FOIA Request Seeks Records Regarding Parole Guidance and Incorrect Addresses on CBP Documents After Migrants Flown to Martha's Vineyard
This FOIA request seeks records related to U.S. Customs and Border Protection (CBP) practices and policies impacting migrants who have been transported from Texas, Arizona and Florida on buses and flights to other cities and states throughout the United States. Though much of the media coverage of busing and most recently, flights to Martha's Vineyard, has highlighted the role of state officials in providing misleading information to migrants and orchestrating their relocation, federal immigration officials also have played a role.

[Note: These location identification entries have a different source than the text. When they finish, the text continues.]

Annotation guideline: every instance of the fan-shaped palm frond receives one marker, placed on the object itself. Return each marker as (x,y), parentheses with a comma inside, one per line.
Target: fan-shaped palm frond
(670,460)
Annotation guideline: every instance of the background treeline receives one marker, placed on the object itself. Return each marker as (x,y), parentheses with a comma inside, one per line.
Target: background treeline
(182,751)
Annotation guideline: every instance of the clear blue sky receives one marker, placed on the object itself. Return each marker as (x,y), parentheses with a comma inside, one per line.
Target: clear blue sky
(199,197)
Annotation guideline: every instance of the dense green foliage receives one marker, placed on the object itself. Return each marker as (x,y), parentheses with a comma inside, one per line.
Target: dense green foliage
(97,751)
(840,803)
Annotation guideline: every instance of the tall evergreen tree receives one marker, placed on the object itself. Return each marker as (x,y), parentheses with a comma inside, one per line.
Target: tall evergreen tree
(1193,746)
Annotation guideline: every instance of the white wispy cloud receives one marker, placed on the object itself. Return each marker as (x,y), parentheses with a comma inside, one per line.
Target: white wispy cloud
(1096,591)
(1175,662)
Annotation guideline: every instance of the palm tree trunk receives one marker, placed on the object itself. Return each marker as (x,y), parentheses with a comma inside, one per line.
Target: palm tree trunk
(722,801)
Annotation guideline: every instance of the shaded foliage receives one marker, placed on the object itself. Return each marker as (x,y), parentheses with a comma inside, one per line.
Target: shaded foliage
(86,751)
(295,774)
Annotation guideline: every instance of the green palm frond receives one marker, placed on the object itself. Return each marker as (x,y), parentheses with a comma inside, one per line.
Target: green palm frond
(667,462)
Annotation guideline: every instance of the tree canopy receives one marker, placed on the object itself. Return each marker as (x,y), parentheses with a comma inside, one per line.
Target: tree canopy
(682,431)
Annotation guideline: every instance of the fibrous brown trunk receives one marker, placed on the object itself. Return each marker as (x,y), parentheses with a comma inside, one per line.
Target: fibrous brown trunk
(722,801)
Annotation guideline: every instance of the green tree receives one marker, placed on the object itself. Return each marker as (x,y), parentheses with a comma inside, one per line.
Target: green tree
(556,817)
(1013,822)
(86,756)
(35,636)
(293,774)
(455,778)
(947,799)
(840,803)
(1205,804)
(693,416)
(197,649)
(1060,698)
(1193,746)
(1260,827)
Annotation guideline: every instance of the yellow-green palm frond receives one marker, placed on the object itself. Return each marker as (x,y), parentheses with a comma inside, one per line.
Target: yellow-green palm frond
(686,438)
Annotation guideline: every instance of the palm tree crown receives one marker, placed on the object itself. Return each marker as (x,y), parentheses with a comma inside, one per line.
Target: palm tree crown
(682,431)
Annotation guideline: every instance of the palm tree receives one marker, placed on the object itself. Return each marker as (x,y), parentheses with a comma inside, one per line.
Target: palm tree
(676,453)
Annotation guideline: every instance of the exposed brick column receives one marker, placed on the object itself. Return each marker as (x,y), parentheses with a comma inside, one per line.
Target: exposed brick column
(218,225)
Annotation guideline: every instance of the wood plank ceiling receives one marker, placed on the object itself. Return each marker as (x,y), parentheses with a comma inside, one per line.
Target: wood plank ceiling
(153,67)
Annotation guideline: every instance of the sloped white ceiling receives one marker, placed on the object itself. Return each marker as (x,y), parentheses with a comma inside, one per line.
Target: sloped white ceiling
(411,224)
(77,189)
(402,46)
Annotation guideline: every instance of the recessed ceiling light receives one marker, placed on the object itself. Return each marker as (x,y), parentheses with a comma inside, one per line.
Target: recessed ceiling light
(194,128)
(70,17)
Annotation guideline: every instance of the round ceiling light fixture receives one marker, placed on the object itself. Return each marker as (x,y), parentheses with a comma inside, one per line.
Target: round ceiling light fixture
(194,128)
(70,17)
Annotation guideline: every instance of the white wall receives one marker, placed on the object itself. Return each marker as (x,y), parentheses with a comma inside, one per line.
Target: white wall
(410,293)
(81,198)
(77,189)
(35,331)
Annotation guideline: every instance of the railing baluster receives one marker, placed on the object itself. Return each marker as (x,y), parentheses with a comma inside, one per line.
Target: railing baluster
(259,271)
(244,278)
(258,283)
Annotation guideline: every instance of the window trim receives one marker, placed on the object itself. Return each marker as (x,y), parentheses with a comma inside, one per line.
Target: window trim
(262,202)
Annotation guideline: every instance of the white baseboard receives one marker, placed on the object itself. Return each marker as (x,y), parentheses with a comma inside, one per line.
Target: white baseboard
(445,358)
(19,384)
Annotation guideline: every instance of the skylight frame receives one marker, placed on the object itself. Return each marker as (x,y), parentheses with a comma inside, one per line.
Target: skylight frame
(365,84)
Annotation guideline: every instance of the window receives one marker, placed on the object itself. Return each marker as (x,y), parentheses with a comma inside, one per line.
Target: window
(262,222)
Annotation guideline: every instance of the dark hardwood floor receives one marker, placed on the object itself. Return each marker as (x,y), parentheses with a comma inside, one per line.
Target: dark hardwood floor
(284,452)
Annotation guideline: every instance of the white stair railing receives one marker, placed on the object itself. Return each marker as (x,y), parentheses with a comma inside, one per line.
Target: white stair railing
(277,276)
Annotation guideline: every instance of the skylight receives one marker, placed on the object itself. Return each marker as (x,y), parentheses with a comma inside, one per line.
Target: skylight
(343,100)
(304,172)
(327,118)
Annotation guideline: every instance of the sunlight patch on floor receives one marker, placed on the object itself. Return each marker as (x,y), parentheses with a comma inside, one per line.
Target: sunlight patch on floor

CBP granted humanitarian parole to some of the individuals who were relocated and federal immigration agencies continue play a role in determining whether to extend these parole applications. Though CBP provides very basic instructions about applying for parole on its website, the criteria to extend humanitarian parole or grant “re-parole” is not publicly available or widely understood.
In addition, it is unclear how CBP determines the mailing addresses to include in immigration documents, including addresses for migrants who have no contacts in the United States and therefore lack a readily available address. The addresses listed by CBP for migrants flown from Martha’s Vineyard—including reporting, parole and release documents—were incorrect or nonexistent.
According to one of the lawyers representing the migrants, the Department of Homeland Security (DHS) listed addresses in the migrants’ paperwork that included “random homeless shelters all across the country.” Immigration agents listed these addresses even after the migrants informed the officials that they had no address in the United States. The documents required the migrants to check in with an ICE office nearest to these addresses or be removed from the United States.